Conductor was built to help teams orchestrate microservices based process flows.
Features
- A distributed server ecosystem, which stores workflow state information efficiently.
- Allow creation of process / business flows in which each individual task can be implemented by the same / different microservices.
- A DAG (Directed Acyclic Graph) based workflow definition.
- Workflow definitions are decoupled from the service implementations.
- Provide visibility and traceability into these process flows.
- Simple interface to connect workers, which execute the tasks in workflows.
- Workers are language agnostic, allowing each microservice to be written in the language most suited for the service.
- Full operational control over workflows with the ability to pause, resume, restart, retry and terminate.
- Allow greater reuse of existing microservices providing an easier path for onboarding.
- User interface to visualize, replay and search the process flows.
- Ability to scale to millions of concurrently running process flows.
- Backed by a queuing service abstracted from the clients.
- Be able to operate on HTTP or other transports e.g. gRPC.
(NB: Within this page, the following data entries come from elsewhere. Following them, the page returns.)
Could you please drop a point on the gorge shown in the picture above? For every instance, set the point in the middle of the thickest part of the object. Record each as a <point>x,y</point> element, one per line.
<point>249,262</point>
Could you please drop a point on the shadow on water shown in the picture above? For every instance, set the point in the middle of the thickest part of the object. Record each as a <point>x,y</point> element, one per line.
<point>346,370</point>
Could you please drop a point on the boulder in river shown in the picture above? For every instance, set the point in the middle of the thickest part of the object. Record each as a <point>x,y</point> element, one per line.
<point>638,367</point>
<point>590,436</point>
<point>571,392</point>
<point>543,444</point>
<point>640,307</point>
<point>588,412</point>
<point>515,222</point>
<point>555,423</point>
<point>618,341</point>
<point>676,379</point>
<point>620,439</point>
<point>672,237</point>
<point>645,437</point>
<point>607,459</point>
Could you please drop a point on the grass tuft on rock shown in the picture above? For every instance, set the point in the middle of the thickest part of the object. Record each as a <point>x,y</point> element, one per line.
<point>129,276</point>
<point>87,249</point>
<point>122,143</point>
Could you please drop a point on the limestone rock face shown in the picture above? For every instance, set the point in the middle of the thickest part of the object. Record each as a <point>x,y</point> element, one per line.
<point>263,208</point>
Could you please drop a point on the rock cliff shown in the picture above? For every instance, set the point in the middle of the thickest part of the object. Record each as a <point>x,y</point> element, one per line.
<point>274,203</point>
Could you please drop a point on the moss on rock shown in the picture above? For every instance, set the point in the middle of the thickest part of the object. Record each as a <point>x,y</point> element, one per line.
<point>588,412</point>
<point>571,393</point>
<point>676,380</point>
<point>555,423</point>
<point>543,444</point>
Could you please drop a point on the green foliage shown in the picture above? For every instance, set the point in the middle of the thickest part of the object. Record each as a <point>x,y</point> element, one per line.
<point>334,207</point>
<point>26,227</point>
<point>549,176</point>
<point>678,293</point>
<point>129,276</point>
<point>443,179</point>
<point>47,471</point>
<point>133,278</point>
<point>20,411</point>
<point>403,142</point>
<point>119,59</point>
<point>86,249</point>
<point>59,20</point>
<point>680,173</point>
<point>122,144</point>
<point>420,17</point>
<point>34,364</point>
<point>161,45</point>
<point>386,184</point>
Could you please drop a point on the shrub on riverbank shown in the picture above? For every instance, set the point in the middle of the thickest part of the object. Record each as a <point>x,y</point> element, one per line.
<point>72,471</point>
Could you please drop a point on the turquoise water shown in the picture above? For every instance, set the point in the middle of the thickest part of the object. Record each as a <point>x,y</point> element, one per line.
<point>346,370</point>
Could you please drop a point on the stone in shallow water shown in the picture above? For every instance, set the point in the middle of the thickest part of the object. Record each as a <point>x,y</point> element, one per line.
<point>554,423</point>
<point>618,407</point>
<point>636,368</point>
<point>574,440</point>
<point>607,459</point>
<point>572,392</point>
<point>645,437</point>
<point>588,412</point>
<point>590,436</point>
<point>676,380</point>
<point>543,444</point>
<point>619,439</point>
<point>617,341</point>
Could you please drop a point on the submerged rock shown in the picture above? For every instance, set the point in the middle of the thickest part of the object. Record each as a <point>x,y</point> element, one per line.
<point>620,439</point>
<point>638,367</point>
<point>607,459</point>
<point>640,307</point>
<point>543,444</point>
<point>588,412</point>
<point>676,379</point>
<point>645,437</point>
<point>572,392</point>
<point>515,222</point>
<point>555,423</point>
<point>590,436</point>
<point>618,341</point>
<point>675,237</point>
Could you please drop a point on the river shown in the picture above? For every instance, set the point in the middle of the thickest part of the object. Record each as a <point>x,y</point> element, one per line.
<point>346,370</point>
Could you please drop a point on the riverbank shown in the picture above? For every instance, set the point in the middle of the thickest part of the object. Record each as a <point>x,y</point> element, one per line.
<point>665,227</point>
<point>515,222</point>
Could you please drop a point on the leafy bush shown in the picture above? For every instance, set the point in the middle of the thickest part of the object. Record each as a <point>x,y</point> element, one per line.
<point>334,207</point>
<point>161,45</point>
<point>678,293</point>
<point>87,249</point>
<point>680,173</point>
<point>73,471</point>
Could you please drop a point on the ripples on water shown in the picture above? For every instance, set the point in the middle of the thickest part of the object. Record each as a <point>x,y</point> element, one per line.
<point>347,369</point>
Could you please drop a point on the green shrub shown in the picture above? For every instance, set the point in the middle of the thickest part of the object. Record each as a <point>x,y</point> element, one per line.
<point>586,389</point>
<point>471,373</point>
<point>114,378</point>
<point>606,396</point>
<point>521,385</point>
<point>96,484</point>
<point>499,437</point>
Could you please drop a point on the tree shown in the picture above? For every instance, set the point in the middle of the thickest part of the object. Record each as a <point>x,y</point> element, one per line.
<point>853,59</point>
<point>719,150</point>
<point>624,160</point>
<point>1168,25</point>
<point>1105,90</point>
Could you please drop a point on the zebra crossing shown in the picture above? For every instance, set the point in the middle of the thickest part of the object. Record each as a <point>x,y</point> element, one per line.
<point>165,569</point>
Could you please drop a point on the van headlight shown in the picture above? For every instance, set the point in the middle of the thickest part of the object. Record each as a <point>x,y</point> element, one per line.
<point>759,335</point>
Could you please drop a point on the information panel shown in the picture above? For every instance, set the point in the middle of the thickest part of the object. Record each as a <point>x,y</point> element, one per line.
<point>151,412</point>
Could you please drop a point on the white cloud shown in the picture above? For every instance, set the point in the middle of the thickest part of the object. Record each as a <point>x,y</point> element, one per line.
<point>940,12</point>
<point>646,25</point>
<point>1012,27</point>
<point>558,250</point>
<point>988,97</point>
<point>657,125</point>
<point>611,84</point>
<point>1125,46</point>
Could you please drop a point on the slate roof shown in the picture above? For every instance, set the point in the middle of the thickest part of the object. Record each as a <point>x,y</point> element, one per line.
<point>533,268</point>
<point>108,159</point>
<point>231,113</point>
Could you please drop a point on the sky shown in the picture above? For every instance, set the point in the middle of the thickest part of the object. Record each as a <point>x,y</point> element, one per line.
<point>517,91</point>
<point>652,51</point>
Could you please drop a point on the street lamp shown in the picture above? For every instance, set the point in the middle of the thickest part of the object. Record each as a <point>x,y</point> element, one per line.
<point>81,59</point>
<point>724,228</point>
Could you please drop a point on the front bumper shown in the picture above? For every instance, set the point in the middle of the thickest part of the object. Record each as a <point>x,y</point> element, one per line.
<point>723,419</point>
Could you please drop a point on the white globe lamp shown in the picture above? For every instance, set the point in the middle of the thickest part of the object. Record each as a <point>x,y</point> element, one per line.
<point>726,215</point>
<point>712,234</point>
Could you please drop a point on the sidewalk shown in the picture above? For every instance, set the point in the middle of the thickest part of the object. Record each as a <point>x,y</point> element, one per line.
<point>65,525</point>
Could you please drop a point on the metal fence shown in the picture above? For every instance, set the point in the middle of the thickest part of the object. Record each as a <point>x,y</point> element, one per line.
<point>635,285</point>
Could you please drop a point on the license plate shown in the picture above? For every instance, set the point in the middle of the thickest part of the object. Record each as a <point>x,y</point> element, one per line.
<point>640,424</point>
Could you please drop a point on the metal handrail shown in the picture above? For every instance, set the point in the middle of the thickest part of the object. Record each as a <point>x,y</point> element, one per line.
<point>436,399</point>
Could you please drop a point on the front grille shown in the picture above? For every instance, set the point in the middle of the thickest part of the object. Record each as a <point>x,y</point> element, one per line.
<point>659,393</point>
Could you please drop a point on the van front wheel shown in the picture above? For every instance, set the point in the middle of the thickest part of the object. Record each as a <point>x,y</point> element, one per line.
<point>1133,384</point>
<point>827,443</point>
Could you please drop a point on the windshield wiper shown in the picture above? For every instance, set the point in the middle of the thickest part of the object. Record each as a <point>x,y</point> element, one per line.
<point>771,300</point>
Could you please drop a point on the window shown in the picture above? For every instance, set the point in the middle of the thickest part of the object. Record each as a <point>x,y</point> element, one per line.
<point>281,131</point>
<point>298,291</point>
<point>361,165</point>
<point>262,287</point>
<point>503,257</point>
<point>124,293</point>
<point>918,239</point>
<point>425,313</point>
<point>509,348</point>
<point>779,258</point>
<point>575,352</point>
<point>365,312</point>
- Event handlers to control workflows via external actions.
- Client implementations in Python, Java, C#, Go and other languages.
- Various configurable properties with sensible defaults to fine tune workflow and task executions like rate limiting, concurrent execution limits etc.
Why not peer to peer choreography?
With peer to peer task choreography, we found it was harder to scale with growing business needs and complexities. Pub/sub model worked for simplest of the flows, but quickly highlighted some of the issues associated with the approach:
- Process flows are “embedded” within the code of multiple application.
- Often, there is tight coupling and assumptions around input/output, SLAs etc, making it harder to adapt to changing needs.
- Almost no way to systematically answer “How much are we done with process X”?